Others call her idealistic, saying she should be pragmatic and consider the real situation in China, reminding her that men "always" go for young women. Some readers are angry and feel threatened by her ideas, accusing her of trying to "brainwash" people with "absurd ideas."

Chen understands both the traditional ideas and the current situation. She has opened accounts on all popular Chinese social media to stay connected and learn what young people are into. Her weibo account has attracted more than 26,000 followers.

"I share a common history and original culture with all the women of China, but because of the unusual circumstances in my life, my parents moving to the USA and my moving to LA, I was able to step aside and develop a different perspective to view China," Chen said. "American women also face these pressures, but they are totally not as deep."

She cited the ubiquitous and highly popular dating reality shows on Chinese television, which show all the women's ages and frequently criticize women over 25 for being too old and impossible to match.

"We think we are so modern now that we live with boyfriends, which once was impossible. But ultimately, it's the same. These shows are just a modern manifestation of ancient tradition," Chen said.

That tradition is encapsulated in the idea of "marrying young and jumping back into your traditional role of wife and mother, lest you become a shengnu (leftover woman), the worst possible thing in the world," she said.

She herself was under pressure to marry early. Even while she was a deputy mayor of Los Angeles, her parents asked what she was doing with her life. But the pressure wasn't unbearable and Chen knows her own mind. She also has a younger brother her parents could focus on.

Chen said that dating was easy at first, got difficult as she got older but then got much better as she was attracting and was attracted to more interesting men. She'd rather stay home and read a book, she said, than go out on a date just to be dating.

"To say that married women are normal and unmarried are abnormal belittles all women. Each of us has dignity because we are people and we are women. It is completely random, unfair and ridiculous to segregate the world into normal married people and abnormal unmarried people."

"'Do Not Marry Before 30' challenges this idea and thousands of years of training that we are used to."

Many divorced Chinese women are miserable and there are many unhappy marriages of couples who wed too young, Chen has observed, saying it's very important to make a good decision and not to be rushed into wedlock with the wrong life partner.

Chen plans to go on tour for the book and visit friends and relatives in Shanghai for about two months. If other opportunities arise as a result of the book, she might stay longer.

The publisher is Citic Press Corp. The book is available in online and offline bookstores around China.

Excerpts from book

Society tells us that since nobody's perfect, we should lower our standards and settle for what we can get.

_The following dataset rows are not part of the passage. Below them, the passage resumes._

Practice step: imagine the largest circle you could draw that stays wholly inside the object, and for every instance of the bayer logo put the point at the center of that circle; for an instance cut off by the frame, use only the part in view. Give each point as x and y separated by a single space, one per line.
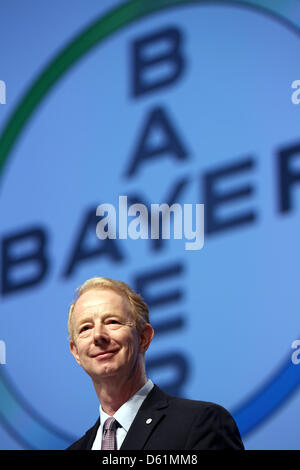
185 106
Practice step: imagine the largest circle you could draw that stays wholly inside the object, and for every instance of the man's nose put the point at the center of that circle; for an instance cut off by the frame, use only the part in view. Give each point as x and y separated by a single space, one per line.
100 332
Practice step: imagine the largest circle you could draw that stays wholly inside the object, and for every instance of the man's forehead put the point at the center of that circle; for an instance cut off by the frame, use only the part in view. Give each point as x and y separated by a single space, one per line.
99 300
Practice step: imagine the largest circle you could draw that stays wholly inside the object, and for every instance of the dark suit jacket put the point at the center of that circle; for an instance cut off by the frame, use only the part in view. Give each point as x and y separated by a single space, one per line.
177 424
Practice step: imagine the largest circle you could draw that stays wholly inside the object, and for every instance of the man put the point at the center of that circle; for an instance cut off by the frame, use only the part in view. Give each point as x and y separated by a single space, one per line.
110 333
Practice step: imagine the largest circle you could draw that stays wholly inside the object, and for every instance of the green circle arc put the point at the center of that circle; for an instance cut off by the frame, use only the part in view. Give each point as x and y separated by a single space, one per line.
15 413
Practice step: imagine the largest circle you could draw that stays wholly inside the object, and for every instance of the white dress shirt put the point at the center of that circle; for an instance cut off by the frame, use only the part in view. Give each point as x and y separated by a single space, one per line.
124 415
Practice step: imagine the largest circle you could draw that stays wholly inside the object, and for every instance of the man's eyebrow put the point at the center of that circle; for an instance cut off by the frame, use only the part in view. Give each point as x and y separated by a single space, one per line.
91 316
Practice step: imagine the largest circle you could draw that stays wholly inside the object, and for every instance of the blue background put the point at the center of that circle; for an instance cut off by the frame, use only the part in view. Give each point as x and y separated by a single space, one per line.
237 299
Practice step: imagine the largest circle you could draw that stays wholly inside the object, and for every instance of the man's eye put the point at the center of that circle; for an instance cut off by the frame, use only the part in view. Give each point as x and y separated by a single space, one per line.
84 328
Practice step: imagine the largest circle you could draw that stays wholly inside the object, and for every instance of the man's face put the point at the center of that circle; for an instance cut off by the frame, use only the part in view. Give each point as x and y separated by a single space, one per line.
105 341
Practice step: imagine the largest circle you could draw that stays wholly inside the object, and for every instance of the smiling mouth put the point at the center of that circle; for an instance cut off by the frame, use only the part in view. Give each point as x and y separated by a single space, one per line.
104 355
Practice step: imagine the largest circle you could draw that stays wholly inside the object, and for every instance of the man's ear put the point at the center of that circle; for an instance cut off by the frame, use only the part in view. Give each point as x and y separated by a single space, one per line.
74 351
146 337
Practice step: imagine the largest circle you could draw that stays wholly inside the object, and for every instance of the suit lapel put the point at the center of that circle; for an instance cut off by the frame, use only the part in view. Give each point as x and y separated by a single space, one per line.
147 419
91 435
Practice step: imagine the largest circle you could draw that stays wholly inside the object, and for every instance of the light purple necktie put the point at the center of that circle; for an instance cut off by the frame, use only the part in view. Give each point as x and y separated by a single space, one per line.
109 434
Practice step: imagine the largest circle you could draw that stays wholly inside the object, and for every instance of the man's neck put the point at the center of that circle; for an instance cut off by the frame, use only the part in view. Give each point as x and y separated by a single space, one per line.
113 393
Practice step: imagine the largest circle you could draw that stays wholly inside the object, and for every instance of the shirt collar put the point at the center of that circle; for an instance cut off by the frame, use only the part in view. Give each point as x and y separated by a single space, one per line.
127 412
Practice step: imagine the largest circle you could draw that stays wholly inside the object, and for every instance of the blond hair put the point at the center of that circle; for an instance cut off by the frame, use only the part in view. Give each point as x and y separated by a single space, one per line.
138 307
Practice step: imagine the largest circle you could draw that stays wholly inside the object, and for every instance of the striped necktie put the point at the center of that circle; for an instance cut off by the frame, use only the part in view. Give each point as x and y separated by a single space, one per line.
109 441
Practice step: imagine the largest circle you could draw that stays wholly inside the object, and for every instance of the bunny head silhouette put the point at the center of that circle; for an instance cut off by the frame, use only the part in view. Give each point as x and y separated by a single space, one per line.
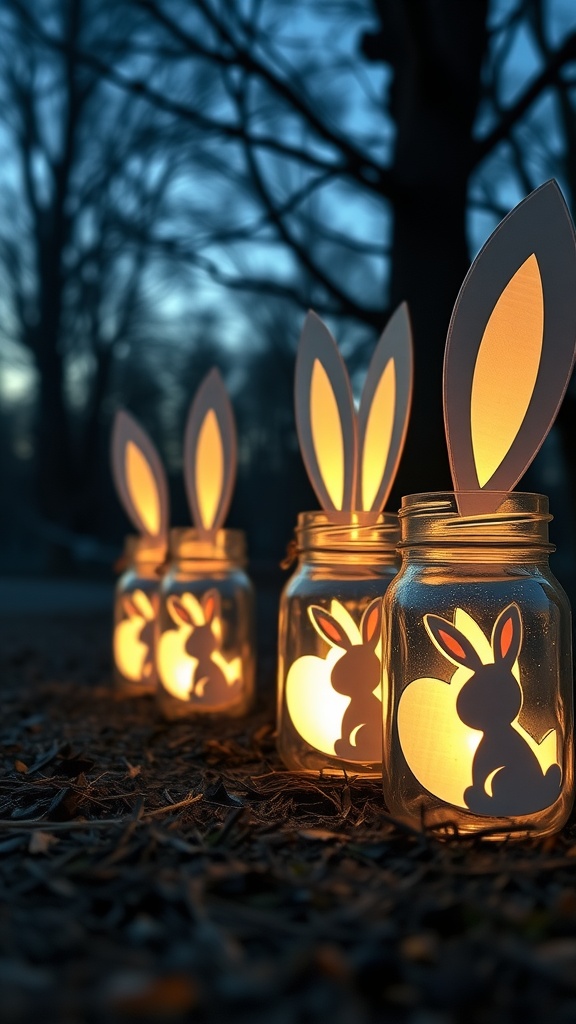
493 696
507 778
352 459
357 675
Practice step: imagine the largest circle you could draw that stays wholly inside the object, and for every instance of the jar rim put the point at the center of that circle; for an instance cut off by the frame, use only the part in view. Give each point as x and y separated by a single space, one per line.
335 530
140 548
521 519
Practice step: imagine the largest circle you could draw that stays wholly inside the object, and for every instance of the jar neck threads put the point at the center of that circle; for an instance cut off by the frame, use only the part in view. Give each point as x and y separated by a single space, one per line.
345 537
430 521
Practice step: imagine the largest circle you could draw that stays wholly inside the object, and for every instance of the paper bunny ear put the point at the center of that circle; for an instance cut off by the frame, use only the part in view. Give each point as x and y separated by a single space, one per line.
210 455
325 417
510 349
383 413
139 477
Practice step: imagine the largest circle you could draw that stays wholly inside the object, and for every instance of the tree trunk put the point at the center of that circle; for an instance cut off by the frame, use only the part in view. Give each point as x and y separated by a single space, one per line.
436 48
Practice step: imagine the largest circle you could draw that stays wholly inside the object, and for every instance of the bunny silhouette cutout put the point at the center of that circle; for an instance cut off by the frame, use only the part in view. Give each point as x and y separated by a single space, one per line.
507 779
352 458
208 682
133 637
357 674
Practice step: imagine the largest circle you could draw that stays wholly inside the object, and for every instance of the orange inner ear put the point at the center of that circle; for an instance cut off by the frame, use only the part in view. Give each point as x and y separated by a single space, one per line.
452 644
506 637
329 628
372 623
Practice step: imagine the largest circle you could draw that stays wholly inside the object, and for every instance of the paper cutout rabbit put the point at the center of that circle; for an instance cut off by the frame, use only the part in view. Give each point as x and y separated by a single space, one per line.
352 459
209 468
509 350
208 683
508 359
210 457
506 776
357 675
139 477
141 485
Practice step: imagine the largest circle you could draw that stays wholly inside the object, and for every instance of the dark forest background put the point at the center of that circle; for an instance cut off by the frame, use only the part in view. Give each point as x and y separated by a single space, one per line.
181 179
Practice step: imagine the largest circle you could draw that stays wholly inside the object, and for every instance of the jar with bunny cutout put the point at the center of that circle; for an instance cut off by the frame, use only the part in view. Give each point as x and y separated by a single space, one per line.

We are to hurry and get married as insurance that we'll never find anyone better. But marriage should be more than just an insurance plan. Nothing could be more depressing, or more insidious to our lives, than a society of loveless marriages and extramarital affairs. And as we lower our standards, we enforce this lovelessness on our children all over again.



Build a life all on your own, and don't dump it anytime you have a new boyfriend. Good men won't appreciate it, and bad men will just manipulate you into giving up more and more.



Finding your soul mate requires that you first commit to loving yourself enough to make choices that make you happy. To measure how well you're doing in loving yourself, simply stop running, and quiet the noise long enough to ask, "Am I really happy?" If you avoid this question, you'll never create a good life for yourself.



In your 20s, have fun, learn and grow. In your 20s, learn to become independent. In your 20s, explore life's possibilities.



Experience everything you want to experience. Your 20s and 30s should be an exciting period of big dreams. Give yourself permission to spend a few years wandering about and figuring out what it is that interests you.



Don't live by anyone else's ideals but your own, and you'll start to relate to men very differently. Anytime you're too worried about someone else's approval, that person will lose respect for you.